Son tantas cosas que no merece la pena intentar decirlas todas, me he acabado mi último libro y he visto el último capitulo de mi última serie, me dirijo hacia la laguna donde me espera Caronte, me he encendido un cigarro para hacer tiempo. Aun no ha llegado mi barquero favorito y tengo unos minutos para pensar. Creo que lo que realmente me da pena es irme sin saber por qué escribo, hubo un tiempo en el que escribía para alguien, durante mucho tiempo fué ella quién me inspiraba, ahora me arrepiento de no habérselo dicho nunca, "es tan corto el amor y tan largo el olvido" nunca se lo dije porque ella pensaba que las mejores historias se me ocurrían cuando estábamos enfadados o no estábamos juntos, así que igual hice bien, "una mentira comprensible, dentro de una verdad incomprensible".
Y esto se acaba, mi madre será liberada, me voy a dos metros bajo tierra y el mundo continuará girando, mañana amanecerá de nuevo y las gentes de bien se levantaran para trabajar e incluso algunos para ir a la universidad, todo pasará y todo quedará, por lo menos un poco.
Cuando vi la nube, pensé que nunca había visto una nube con un parecido tan asombroso con un pie, pero no conté que igual que la vi, lentamente fue desapareciendo, primero desde el dedo gordo al meñique hasta que parecía un muñón y cuando ya sólo quedaba el talón se fue perdiendo en el caos de nubes, y así es como es la vida, algo que nace, se perfecciona y lentamente va perdiendo hasta que sólo queda la esencia y al final la nada. Caronte ha llegado, le he ofrecido un cigarro, no tiene prisa.

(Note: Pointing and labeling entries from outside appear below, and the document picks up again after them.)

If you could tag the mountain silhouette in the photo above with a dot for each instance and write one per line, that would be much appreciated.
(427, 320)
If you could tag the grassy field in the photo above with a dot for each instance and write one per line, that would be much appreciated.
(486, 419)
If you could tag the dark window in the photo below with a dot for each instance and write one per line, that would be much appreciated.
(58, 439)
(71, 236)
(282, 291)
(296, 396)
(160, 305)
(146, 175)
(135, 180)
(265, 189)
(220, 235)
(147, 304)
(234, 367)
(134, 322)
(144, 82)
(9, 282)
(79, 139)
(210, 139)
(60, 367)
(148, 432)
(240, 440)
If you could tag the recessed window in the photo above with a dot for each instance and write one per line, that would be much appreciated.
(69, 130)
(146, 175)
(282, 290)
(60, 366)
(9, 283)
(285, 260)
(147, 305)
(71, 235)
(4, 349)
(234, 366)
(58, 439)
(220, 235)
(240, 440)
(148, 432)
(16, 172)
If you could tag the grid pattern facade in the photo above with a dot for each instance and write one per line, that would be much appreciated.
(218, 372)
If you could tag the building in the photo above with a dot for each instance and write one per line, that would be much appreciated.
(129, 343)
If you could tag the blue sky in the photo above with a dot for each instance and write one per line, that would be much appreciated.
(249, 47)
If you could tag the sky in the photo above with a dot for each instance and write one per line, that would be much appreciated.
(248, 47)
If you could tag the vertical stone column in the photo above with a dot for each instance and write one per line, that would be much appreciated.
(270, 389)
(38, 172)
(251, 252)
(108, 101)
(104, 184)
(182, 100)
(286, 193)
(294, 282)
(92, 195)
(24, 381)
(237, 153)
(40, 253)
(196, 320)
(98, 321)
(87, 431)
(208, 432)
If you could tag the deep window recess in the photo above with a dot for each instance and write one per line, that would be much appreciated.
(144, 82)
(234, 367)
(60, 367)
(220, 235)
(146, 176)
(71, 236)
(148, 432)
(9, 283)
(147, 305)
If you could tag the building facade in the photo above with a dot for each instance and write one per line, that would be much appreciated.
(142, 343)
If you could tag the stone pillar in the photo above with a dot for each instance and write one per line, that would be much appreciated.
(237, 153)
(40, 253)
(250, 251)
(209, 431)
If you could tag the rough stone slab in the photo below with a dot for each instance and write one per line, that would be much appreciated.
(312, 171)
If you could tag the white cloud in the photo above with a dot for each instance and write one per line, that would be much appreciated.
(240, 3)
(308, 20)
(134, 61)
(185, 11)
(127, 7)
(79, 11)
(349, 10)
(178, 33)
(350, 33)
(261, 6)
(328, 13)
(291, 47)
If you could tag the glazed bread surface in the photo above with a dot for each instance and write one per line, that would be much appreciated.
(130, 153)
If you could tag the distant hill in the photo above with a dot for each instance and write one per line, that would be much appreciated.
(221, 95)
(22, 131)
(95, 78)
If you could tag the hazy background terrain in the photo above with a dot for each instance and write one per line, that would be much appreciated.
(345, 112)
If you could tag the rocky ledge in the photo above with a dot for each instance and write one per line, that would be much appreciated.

Y aquí en esta bonita orilla acaban mis días, disfrutar, cantar, fumar, saltar...vivir, hacer lo que queráis, lo que os apetezca, hacerlo por que no hay vuelta atrás, no hay un cajón de las cosas que nunca te dije, no hay un baúl de las cosas que no me atreví a hacer, sólo hay las palabras que salieron de tu boca, la piel que tocaron tus manos, las personas con las que te despertaste en la misma cama, eso y nada más.
Buena Suerte:
PD: No he tenido tiempo de hablar de los Koalas pero son animales, tremendamente agresivos que merecen nuestra admiración por lo brutos que son y la apariencia apacible que tienen. Gracias por leer esto.